The clinical conditions that were assessed included HIV/AIDS, HTLV infection, cardiovascular diseases, diabetes, obstructive respiratory diseases, viral hepatitis, tuberculosis, cancer, chronic renal disease, nutritional/metabolic disorders, psychiatric conditions, rheumatic diseases and dermatologic diseases. We compared 167 S. stercoralis-positive and 133 S. stercoralis-negative patients.
After controlling for sex (male/female OR = 2.29; 95% (CI): (1.42 - 3.70), rheumatic diseases remained significantly associated with intestinal strongyloidiasis (OR: 4.96; 95% CI: 1.34-18.37) in a multiple logistic regression model.
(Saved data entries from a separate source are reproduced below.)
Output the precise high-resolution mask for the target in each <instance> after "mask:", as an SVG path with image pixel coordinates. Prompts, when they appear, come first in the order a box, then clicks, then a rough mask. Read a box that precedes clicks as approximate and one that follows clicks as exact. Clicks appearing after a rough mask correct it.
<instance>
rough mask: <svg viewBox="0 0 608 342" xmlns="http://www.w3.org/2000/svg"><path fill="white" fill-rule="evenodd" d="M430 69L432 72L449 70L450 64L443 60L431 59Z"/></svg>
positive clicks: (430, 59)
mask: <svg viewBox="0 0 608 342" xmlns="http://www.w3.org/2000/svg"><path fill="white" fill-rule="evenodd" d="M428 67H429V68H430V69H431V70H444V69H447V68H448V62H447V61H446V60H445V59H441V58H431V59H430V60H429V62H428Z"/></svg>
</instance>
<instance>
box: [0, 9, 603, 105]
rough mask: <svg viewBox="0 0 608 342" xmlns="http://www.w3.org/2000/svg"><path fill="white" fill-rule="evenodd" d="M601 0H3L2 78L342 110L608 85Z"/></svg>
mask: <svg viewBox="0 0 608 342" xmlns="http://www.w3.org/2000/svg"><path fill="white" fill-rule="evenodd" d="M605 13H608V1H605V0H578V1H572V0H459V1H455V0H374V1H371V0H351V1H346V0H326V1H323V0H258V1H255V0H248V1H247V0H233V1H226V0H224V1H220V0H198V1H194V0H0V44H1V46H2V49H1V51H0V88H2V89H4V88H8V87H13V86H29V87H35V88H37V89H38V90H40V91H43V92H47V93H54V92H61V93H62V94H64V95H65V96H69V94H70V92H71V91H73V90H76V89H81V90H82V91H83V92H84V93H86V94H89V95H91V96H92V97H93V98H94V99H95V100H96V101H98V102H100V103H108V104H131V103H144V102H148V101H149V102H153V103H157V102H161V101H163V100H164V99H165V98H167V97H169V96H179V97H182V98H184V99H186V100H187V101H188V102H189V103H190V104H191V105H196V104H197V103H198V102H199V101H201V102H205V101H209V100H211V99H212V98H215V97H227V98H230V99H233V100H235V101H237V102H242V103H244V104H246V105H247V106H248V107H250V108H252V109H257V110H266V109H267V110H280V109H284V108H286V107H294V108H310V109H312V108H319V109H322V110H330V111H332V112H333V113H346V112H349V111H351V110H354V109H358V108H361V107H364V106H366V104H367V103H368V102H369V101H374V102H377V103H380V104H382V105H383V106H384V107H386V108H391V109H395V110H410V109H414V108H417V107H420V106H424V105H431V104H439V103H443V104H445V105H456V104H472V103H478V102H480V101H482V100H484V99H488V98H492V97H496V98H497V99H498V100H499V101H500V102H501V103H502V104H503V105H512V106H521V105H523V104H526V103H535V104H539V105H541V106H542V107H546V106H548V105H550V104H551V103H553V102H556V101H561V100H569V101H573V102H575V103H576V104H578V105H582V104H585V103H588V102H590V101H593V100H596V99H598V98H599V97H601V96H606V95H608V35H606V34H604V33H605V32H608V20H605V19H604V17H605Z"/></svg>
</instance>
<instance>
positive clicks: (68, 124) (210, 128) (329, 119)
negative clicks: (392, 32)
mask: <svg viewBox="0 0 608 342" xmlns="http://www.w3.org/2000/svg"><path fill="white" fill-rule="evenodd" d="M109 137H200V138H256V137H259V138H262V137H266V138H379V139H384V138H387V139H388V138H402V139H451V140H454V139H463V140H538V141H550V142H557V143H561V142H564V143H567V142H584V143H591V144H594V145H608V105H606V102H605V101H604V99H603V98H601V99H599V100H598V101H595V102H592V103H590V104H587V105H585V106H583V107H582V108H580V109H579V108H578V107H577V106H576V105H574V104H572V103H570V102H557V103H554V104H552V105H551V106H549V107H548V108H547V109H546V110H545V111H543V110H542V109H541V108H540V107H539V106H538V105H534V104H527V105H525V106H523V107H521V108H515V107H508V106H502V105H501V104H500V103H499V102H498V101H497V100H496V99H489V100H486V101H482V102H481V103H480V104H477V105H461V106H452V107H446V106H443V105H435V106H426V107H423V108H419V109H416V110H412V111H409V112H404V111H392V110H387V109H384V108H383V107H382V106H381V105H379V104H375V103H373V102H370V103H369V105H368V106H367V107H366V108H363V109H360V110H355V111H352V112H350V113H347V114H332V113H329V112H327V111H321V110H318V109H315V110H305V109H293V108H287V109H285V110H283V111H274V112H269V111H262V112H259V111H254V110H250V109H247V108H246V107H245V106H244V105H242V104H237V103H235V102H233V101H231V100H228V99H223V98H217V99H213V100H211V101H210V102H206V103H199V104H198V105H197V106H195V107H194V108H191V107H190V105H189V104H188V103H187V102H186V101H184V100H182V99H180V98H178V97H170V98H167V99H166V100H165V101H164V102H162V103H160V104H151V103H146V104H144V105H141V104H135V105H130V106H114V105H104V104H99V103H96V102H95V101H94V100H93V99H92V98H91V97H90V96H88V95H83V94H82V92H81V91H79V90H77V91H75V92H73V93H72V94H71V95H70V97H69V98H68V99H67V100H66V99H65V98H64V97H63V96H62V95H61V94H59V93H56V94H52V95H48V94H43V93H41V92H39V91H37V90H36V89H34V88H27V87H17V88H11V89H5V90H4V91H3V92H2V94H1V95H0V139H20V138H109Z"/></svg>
With respect to leukocyte counts, patients with strongyloidiasis presented with significantly higher relative eosinophil (10.32% ± 7.2 vs. 4.23% ± 2.92) and monocyte (8.49% ± 7.25 vs. 5.39% ± 4.31) counts and lower segmented neutrophil (52.85% ± 15.31 vs. 61.32% ± 11.4) and lymphocyte counts (28.11% ± 9.72 vs. 30.90% ± 9.51) than S. stercoralis-negative patients.
Strongyloidiasis should be routinely investigated in hospitalized patients with complex conditions facilitate the treatment of patients who will undergo immunosuppressive therapy. Diagnoses should be determined through the use of appropriate parasitological methods, such as the Baermann-Moraes technique.